Yes, absolutely - since you're data is already structured. Depending on your SQL Server version, you might use Azure Synapse Link for seamless integration.
I am struggling with the databricks quota. It keeps saying that I can't make any clusters using the free azure trial any idea how to fix that ? I tried a couple of ways but it says azure trial doesn't allow upgrade subscription etc.

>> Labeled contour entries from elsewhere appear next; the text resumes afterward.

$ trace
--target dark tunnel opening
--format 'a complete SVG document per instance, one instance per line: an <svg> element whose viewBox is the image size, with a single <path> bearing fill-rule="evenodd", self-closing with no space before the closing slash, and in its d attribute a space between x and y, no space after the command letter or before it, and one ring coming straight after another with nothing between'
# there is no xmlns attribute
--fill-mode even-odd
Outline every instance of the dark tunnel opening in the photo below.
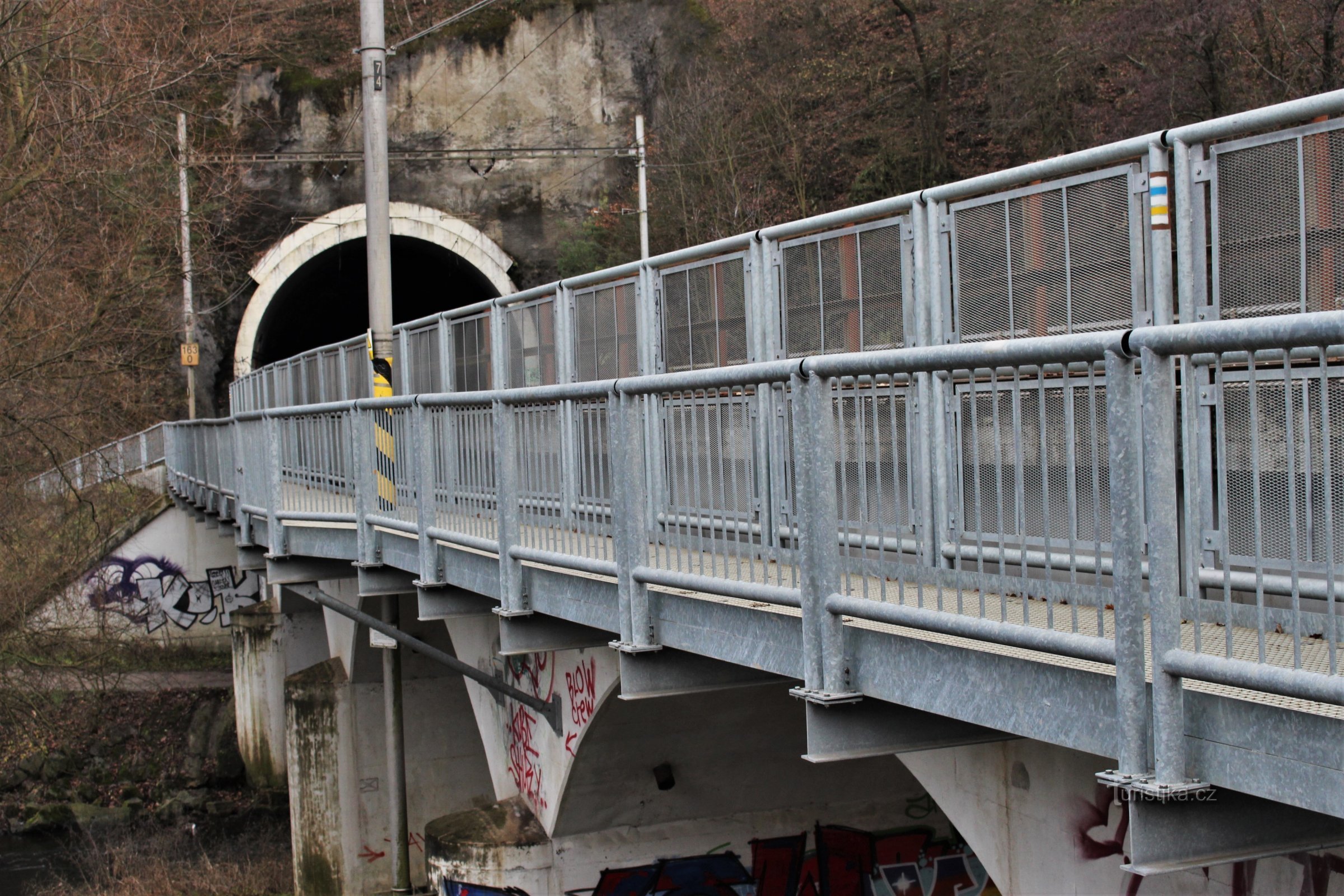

Hey, try when you make a new compute cluster using the single node option at the top of the page, not multi node
Hi Luke on 57.13 i can't see the sql script , can you please assist to write it down here on the comments.
Hi! Yes, of course:
SELECT
s.name AS SchemaName,
t.Name AS TableName
FROM sys.tables t
INNER JOIN sys.schemas s
ON t.schema_id = s.schema_id
WHERE s.name = 'SalesLT'
wirte or paste the scripts in discription
thanks
Hey Mohammed scripts are on GitHub
Hi bro , can this project be done with azure free account
Sure can mate, I done it all on free account
😍🦸🦸🥰 captivating and outclass. thanks so much
Thank you v much! Glad you enjoyed 😁
Hi Luke, On 53:52 my debug step is failing with error -
ErrorCode=Unknown,'Type=Microsoft.DataTransfer.Common.Shared.HybridDeliveryException,Message=An unknown error occurred.,Source=Microsoft.DataTransfer.Common,''Type=JNI.JavaExceptionCheckException,Message=Exception of type 'JNI.JavaExceptionCheckException' was thrown.,Source=Microsoft.DataTransfer.Richfile.HiveOrcBridge,'
I did search on internet but I am unable to understand whats the issue is. Can you please share what it might be.
The data is being read from on prem sql but not being written in Datalake
It works when I select the data format as CSV in Sink section
Hmmmm...
The error you're encountering, JNI.JavaExceptionCheckException, often suggests an issue related to Java dependencies or the Java Runtime Environment (JRE) within your integration setup in Azure Data Factory (ADF) or Databricks, particularly when dealing with formats like ORC or Parquet for data transformations. This exception can stem from:
Missing or Incorrect Java Version
Integration Runtime Configuration
ORC vs. CSV Compatibility
Parquet and ORC Format Settings
Try running the same operation using Databricks or another tool that provides more specific error logging to narrow down the cause. If the error persists, providing these logs might offer deeper insights into the Java exception.
I got the same error, and I don't have java installed on my machine. I went ahead and installed it, now the error is gone. Please check if JRE is installed on your machine.